The failure mode is not the AI going rogue. It is the AI being too eager to work in parallel with nothing capping it. Give it the ability to spawn seventy workers and it will, gladly, at 2am, all at once.
Within a single 24-hour stretch the same root cause surfaced four separate ways: a build process that ballooned to 27GB, a monitoring loop that ran 7.5 hours with no time limit, the 100-build pile-up above, and a local model that quietly climbed from 12GB to 23GB overnight until it ran the machine out of memory.
The fix was boring and correct: put a hard ceiling on the whole family of processes so every session and helper inherits it, then hunt down the holes (anything a scheduled job launched escaped the fence and had to be wrapped on its own). Now every new long-running thing gets a memory cap, a time limit, and a CPU cap. Always.
That is the real trade. Hooks and loops let you hand the AI real autonomy and real horsepower. The moment you do, you become the one responsible for the seatbelts. Worth it. Just cap everything first.
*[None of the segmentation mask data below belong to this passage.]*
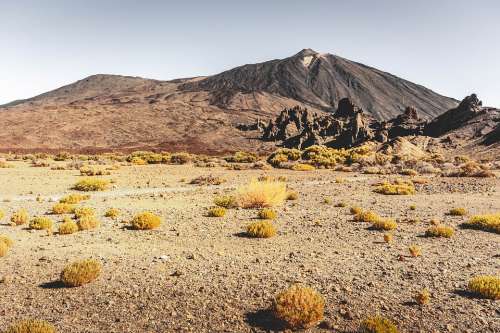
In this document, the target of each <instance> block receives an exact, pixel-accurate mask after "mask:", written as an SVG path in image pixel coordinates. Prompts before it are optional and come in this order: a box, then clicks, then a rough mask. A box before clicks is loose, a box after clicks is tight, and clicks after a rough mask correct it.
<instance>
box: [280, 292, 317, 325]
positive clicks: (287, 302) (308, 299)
mask: <svg viewBox="0 0 500 333" xmlns="http://www.w3.org/2000/svg"><path fill="white" fill-rule="evenodd" d="M324 309H325V299H324V298H323V296H321V294H320V293H319V292H317V291H316V290H314V289H312V288H309V287H305V286H300V285H292V286H291V287H290V288H288V289H286V290H284V291H282V292H281V293H279V294H278V295H276V297H275V299H274V301H273V312H274V314H275V316H276V317H277V318H278V319H280V320H282V321H284V322H285V323H286V324H287V325H288V326H289V327H290V328H292V329H301V328H309V327H313V326H316V325H317V324H318V323H319V322H320V321H321V320H323V315H324Z"/></svg>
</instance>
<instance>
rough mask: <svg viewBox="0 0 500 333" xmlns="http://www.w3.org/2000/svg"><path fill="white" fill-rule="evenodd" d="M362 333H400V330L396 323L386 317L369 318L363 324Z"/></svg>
mask: <svg viewBox="0 0 500 333" xmlns="http://www.w3.org/2000/svg"><path fill="white" fill-rule="evenodd" d="M359 332H360V333H398V328H397V327H396V325H394V323H393V322H392V321H391V320H389V319H387V318H384V317H381V316H374V317H368V318H366V319H365V320H363V322H362V323H361V326H360V328H359Z"/></svg>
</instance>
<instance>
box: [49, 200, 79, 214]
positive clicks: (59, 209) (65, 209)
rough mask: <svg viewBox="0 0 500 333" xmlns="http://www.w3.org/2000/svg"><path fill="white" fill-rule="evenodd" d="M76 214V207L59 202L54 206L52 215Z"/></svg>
mask: <svg viewBox="0 0 500 333" xmlns="http://www.w3.org/2000/svg"><path fill="white" fill-rule="evenodd" d="M74 212H75V205H73V204H69V203H65V202H59V203H56V204H55V205H54V206H52V214H58V215H59V214H71V213H74Z"/></svg>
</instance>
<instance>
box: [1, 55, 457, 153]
mask: <svg viewBox="0 0 500 333" xmlns="http://www.w3.org/2000/svg"><path fill="white" fill-rule="evenodd" d="M345 97H348V98H349V99H350V100H352V101H353V102H354V103H355V104H356V105H357V106H359V107H360V108H362V109H363V110H364V112H365V113H367V114H369V115H370V116H372V117H373V118H374V119H377V120H387V119H390V118H393V117H395V116H397V115H399V114H401V113H402V112H403V110H404V109H405V107H406V106H413V107H415V108H416V109H417V110H418V111H419V114H420V115H421V116H422V117H423V118H425V119H431V118H433V117H435V116H437V115H439V114H442V113H444V112H445V111H447V110H448V109H451V108H454V107H456V106H457V105H458V102H457V101H456V100H454V99H452V98H448V97H444V96H441V95H439V94H437V93H435V92H433V91H431V90H429V89H427V88H425V87H422V86H420V85H417V84H414V83H411V82H409V81H406V80H403V79H401V78H398V77H396V76H394V75H391V74H388V73H385V72H382V71H380V70H377V69H374V68H370V67H367V66H365V65H362V64H359V63H356V62H352V61H349V60H347V59H343V58H341V57H338V56H334V55H331V54H320V53H317V52H315V51H313V50H310V49H305V50H302V51H300V52H299V53H297V54H295V55H293V56H291V57H289V58H285V59H282V60H271V61H267V62H264V63H260V64H251V65H244V66H240V67H237V68H234V69H231V70H228V71H226V72H223V73H220V74H217V75H213V76H209V77H196V78H186V79H177V80H172V81H160V80H150V79H144V78H139V77H127V76H119V75H103V74H100V75H93V76H90V77H88V78H85V79H83V80H80V81H77V82H75V83H72V84H69V85H66V86H64V87H61V88H58V89H56V90H53V91H50V92H47V93H44V94H41V95H39V96H35V97H33V98H30V99H26V100H21V101H15V102H12V103H9V104H6V105H4V106H0V128H2V131H1V132H0V149H1V150H4V151H5V150H18V151H20V150H30V151H33V150H71V151H89V152H93V151H106V150H134V149H164V150H171V151H174V150H188V151H192V152H207V153H221V152H225V151H233V150H237V149H252V150H255V149H271V148H272V147H273V144H272V143H269V142H263V141H261V140H258V136H259V134H258V133H257V132H255V131H240V130H238V128H237V127H238V124H242V123H243V124H245V123H252V122H255V121H257V120H260V121H268V120H270V119H273V118H274V117H276V116H277V115H278V114H279V113H280V112H281V111H282V110H283V109H285V108H292V107H294V106H299V107H302V108H308V109H309V110H310V111H311V112H315V113H318V114H327V113H330V112H331V111H333V110H334V109H335V108H336V105H337V104H338V102H339V101H340V100H341V99H342V98H345Z"/></svg>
| Kind | What it is | Fires | Why it is worth it |
|---|---|---|---|
| Hook | Test-first enforcer | before an edit, and at stop | Can't touch untested code, can't finish on broken code. |
| Hook | Bounded email | before a send | No second message before you reply to the first. Manners. |
| Hook | Context inject | before it reads you | Auto-loads the right memory. It already knows your world. |
| Hook | Seatbelts | before a command | Blocks data-wipes, secret reads, runaway commands. |
| Loop | Email loop | every 30 min | Checks the inbox, resumes the moment you reply. |
| Loop | Goal loop | self-paced | Drives one goal, a manager AI checks it stays on target. |
| Loop | Backlog loop | self-paced, AFK | Grinds the to-do list, escalates only when truly stuck. |
| Rule | Cap everything | always | Memory, time, and CPU limits on every long-running thing. |
None of this requires being a programmer to understand. It is the same move over and over: take a moment in how the AI runs, and decide what should happen automatically. Do that a few dozen times and the chat quietly becomes a colleague.